Das Castor-Bilderbuch - Wie sich Gewaltfreie und Autonome in eine Bewegung zappen

Die Fronten sind klar. Die einen lächeln noch, wenn ihnen Knüppel und Wasser um die Ohren fliegen. Die anderern sind erbost, weil ihnen das lächelnde Sitzen Abwiegelei ist. Gewaltfreie und Autonome gehen in ihren Publikationen oder Veranstaltungen aufeinander los wie Kinder, die um ein Spielzeug streiten, so, als sei die Verhinderung des Atommüll-Transports im März einzig an den Aktionen der jeweils anderen gescheitert. "Und genau die fatalen Zwischentöne, aus denen das Leben und auch die gute Literatur immer bestehen, die will der Kitschkonsument ja gerade nicht. Er will klare Verhältnisse, und er will wissen, wer da in seiner Lektüre die Guten und die Bösen sind." Was die in Lüchow-Dannenberg lebende Journalistin Christa Tornow über den Kitsch schreibt, beschreibt auch die Haltung der Kontrahenten im Streit um die Bilder vom Castor-Transport.
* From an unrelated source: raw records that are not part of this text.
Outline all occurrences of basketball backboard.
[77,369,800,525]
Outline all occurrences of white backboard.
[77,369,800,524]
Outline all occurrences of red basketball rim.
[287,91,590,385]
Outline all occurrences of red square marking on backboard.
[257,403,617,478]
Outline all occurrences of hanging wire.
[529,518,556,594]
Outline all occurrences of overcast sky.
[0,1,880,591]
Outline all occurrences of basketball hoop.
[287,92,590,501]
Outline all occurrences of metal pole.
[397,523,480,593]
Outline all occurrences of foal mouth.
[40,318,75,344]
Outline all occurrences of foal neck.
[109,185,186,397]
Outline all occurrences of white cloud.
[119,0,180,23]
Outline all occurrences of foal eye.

"Nichts ist erfolgreicher als der Erfolg", hat die Redaktion einer lokalen Veranstaltungszeitschrift im März ein Interview mit Katja Tempel und Jochen Stay eingeleitet. Und den zelebrieren dann die beiden Organisatoren der Großsitzblockade "X-tausendmal quer" ausgiebig. Selbstkritisch angemerkt wird in diesem Gespräch allenfalls, daß das Konzept den "Nachteil, daß es zu keiner spontanen Aktion kommen konnte", gehabt habe, oder daß "wir da auch versäumt haben, konkret im Landkreis für unsere Idee zu werben". Abgesehen von derlei taktischen Details und der Politzei, die sich, welch' Überraschung, nicht an die Spielregeln hielt, war das feeling alright: die "X-tausendmal quer"-Teilnehmer konnten "sich sicher fühlen, weil da so viele Leute "eng an eng" saßen mit der Absicht, keine Steine zu schmeißen. Kurzum: "Für viele war's eine große Erfahrung", und Leute, die andere Formen von Selbsterfahrung wollten als Sitzen, konnten ja woanders hingehen.
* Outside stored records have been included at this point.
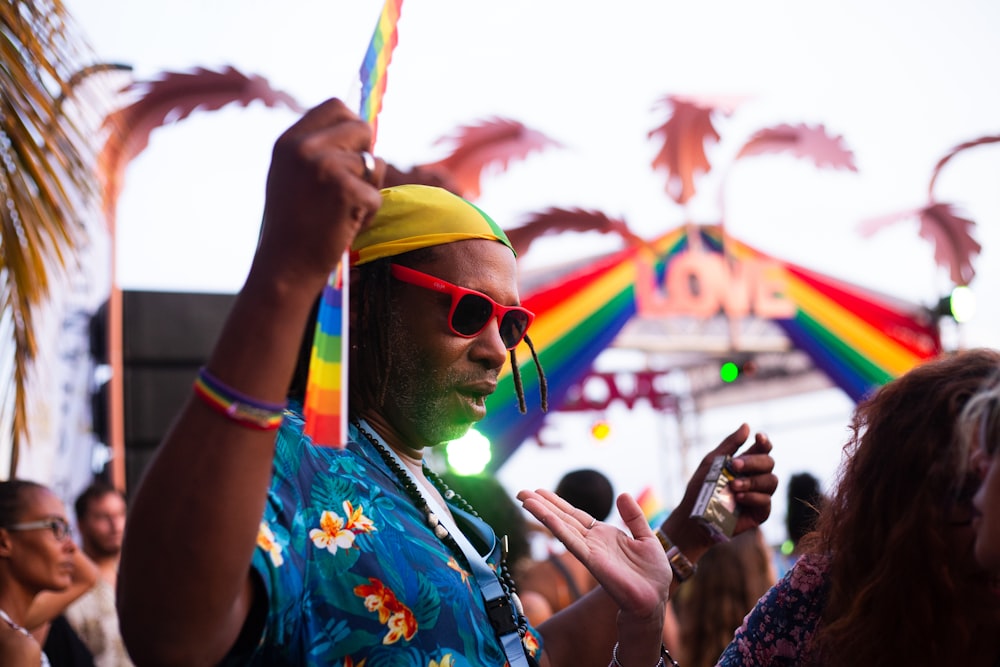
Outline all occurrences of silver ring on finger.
[358,151,375,183]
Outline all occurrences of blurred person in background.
[774,472,823,579]
[673,528,777,667]
[66,481,132,667]
[0,480,97,667]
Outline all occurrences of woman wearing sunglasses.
[0,480,97,667]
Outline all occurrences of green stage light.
[719,361,740,382]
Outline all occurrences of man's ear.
[0,528,14,558]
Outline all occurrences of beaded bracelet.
[656,526,698,584]
[194,366,285,431]
[608,642,681,667]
So entstanden Bilder von ungeheurer Ausstrahlung. Erst ganz am Schluß dieses Interviews wird eher beiläufig das Interesse daran als zentrales Motiv der Organisatoren greifbar gemacht: Es ging darum, "diese brutalen Bilder vom letzten Jahr abzulösen, um ihnen etwas entgegenzusetzen, um zu zeigen, daß es auch anders geht". "Letztesmal", das waren die Bilder, die jeglichen Polizeieinsatz rechtfertigen", sagt Katja Tempel. Diese Argumentation, auch wenn sie diesmal von alternativer Seite kommt, ist nicht neu in diesem Land. Wer so denkt, dem bleibt in der Tat nur, mit nachts angestrahlten Gandhi-Ikonen eine Idylle basisdemokratisch gewaltfreien Handelns zu halluzinieren. Und reichen Gandhi-Bilder nicht, dann wird nachgeholfen. Daß "X-tausendmal quer" nachhalf, darauf weisen außer - meist nicht öffentliche - "Kritiken an der Durchführung der Blockade auch Konflikte" von "X-tausendmal quer" sogar mit der Lüchow-Dannenberger Bürgerinitiative Umweltschutz im Vorfeld der Aktion hin.

Bei dieser Bilderzeugung leisten, sehr deutsch und sehr beflissen, einige Publikationen Schützenhilfe. Lou Marin kritisiert in der laut Untertitel "anarchistischen und gewaltfreien" Graswurzelrevolution (Ausgabe 4/97) die bösen Bilderstürmer mit den Haßkappen, die Autonomen. "Planlos und unkoordiniert gehandelt haben nicht wir, sondern sie. Das war der materielle Erfolg der gewaltfreien Aktionen im Wendland und das komplette Versagen der Militanz." Was sollen das auch für Bilder werden, wenn Autonome "konfuse Quickborn-Feld-und-Wiesen-Schlachten" führen, es ihnen überhaupt an deutschen Sekundärtugenden wie Effizienz mangelt, obwohl die "Blockade real noch viel mehr Zeit für die Vorbereitung autonomer Aktionen gebracht hat. Und was passierte? Nichts!"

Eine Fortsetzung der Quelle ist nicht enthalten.